Le technicien portugais évoque une atmosphère devenue pesante dans les rues, marquée par la peur et les tensions liées aux manifestations.

Un climat de peur et de violence

Selon Ricardo Sá Pinto, la situation s’était progressivement détériorée au point d’affecter la vie quotidienne. L’entraîneur affirme qu’il évitait même de sortir en soirée en raison de la situation sécuritaire. « À partir du début des manifestations, l'ambiance était tendue, j'évitais de sortir après 18 heures. Beaucoup de gens sont morts, on ne s'en rend pas compte. Les manifestants étaient généralement pacifiques », a-t-il affirmé.

Le Portugais raconte également avoir entendu de nombreux témoignages sur des violences visant de jeunes manifestants, évoquant des scènes qui l’ont profondément marqué durant son séjour dans le pays.

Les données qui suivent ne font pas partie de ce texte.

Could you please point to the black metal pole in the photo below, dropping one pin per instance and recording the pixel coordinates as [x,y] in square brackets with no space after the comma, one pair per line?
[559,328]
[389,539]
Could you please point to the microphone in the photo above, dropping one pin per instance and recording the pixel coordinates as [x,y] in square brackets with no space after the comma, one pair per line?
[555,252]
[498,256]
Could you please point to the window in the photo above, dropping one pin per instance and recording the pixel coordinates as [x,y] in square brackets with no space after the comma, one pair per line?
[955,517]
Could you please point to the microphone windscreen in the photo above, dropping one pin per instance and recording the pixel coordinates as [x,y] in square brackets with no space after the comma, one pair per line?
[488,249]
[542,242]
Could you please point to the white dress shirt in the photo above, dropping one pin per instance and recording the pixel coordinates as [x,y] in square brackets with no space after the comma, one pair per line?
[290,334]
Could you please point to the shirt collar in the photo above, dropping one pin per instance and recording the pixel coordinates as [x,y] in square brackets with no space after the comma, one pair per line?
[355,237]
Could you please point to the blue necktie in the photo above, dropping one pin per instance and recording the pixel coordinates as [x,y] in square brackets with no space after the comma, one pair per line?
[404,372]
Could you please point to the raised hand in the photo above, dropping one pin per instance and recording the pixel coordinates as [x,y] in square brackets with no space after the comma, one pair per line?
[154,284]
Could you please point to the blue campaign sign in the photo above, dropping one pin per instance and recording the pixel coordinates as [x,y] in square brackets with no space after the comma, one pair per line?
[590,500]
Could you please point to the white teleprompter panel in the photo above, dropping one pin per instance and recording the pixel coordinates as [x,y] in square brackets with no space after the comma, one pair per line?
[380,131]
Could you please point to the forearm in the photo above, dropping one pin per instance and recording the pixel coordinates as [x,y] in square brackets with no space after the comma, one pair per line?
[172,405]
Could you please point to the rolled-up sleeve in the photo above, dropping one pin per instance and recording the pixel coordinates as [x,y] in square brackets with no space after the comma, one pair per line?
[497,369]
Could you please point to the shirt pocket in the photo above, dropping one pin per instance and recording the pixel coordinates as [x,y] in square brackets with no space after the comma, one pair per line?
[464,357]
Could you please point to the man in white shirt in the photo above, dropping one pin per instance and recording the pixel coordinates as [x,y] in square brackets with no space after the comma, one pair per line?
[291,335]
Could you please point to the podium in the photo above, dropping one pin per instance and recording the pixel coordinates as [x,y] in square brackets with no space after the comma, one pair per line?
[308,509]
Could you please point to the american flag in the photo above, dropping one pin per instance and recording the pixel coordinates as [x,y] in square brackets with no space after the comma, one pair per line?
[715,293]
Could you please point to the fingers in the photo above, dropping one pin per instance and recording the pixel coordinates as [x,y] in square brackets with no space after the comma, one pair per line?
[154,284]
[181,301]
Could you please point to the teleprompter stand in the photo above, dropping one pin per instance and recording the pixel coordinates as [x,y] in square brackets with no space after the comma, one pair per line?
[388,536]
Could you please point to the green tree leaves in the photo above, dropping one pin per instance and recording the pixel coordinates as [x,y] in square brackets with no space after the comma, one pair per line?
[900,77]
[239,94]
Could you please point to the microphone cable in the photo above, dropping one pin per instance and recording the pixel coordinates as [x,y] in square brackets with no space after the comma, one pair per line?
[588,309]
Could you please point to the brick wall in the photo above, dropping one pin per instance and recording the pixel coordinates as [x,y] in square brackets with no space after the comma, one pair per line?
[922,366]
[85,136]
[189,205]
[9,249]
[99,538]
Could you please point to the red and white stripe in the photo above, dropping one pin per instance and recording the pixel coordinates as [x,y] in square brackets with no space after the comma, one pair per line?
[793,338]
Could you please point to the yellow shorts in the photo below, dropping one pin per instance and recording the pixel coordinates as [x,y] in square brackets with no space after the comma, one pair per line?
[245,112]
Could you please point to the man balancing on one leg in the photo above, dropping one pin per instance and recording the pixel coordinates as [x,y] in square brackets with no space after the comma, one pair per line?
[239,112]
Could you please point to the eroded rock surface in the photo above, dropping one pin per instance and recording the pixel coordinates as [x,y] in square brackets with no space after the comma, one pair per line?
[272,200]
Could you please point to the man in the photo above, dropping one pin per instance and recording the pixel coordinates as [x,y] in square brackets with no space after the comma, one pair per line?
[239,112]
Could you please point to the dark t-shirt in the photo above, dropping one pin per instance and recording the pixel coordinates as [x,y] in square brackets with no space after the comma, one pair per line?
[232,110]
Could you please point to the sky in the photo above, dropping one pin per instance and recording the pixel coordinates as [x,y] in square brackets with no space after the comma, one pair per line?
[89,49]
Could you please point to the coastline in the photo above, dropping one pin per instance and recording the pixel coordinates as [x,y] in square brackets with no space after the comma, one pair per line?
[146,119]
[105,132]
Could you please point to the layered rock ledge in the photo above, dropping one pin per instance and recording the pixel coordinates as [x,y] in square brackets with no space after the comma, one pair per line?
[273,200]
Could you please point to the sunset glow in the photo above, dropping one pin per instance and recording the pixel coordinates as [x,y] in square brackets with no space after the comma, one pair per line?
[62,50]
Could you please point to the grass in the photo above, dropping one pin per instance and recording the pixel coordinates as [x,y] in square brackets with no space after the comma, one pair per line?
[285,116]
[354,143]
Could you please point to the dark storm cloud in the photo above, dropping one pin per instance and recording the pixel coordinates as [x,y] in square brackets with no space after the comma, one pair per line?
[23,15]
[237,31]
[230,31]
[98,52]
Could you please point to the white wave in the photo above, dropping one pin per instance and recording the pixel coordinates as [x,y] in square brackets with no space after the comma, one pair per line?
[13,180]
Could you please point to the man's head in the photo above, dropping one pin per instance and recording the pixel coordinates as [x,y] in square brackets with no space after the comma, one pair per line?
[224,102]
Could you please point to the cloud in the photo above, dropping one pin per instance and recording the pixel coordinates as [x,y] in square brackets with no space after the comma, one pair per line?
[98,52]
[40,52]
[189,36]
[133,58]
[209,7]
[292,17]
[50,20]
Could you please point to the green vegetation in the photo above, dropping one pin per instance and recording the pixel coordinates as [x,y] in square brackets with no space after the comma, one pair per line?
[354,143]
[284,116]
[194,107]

Des récits qui l’ont marqué

Parmi les histoires qu’il dit avoir entendues, l’ancien international portugais évoque notamment la mort d’un footballeur qu’il avait affronté quelques années plus tôt. Selon son récit, l’homme se trouvait avec sa famille lorsque des tirs ont éclaté. « Des jeunes et des enfants sont morts. Un footballeur est mort, il avait joué contre moi il y a trois ans. Il était avec sa famille… Ils ont tous été emmenés à l’hôpital et le père est mort sur place », a-t-il expliqué.

L’ancien entraîneur d’Esteghlal affirme enfin que de nombreuses images et vidéos de ces événements n’ont jamais été diffusées en Europe, laissant selon lui une partie de la réalité du terrain dans l’ombre.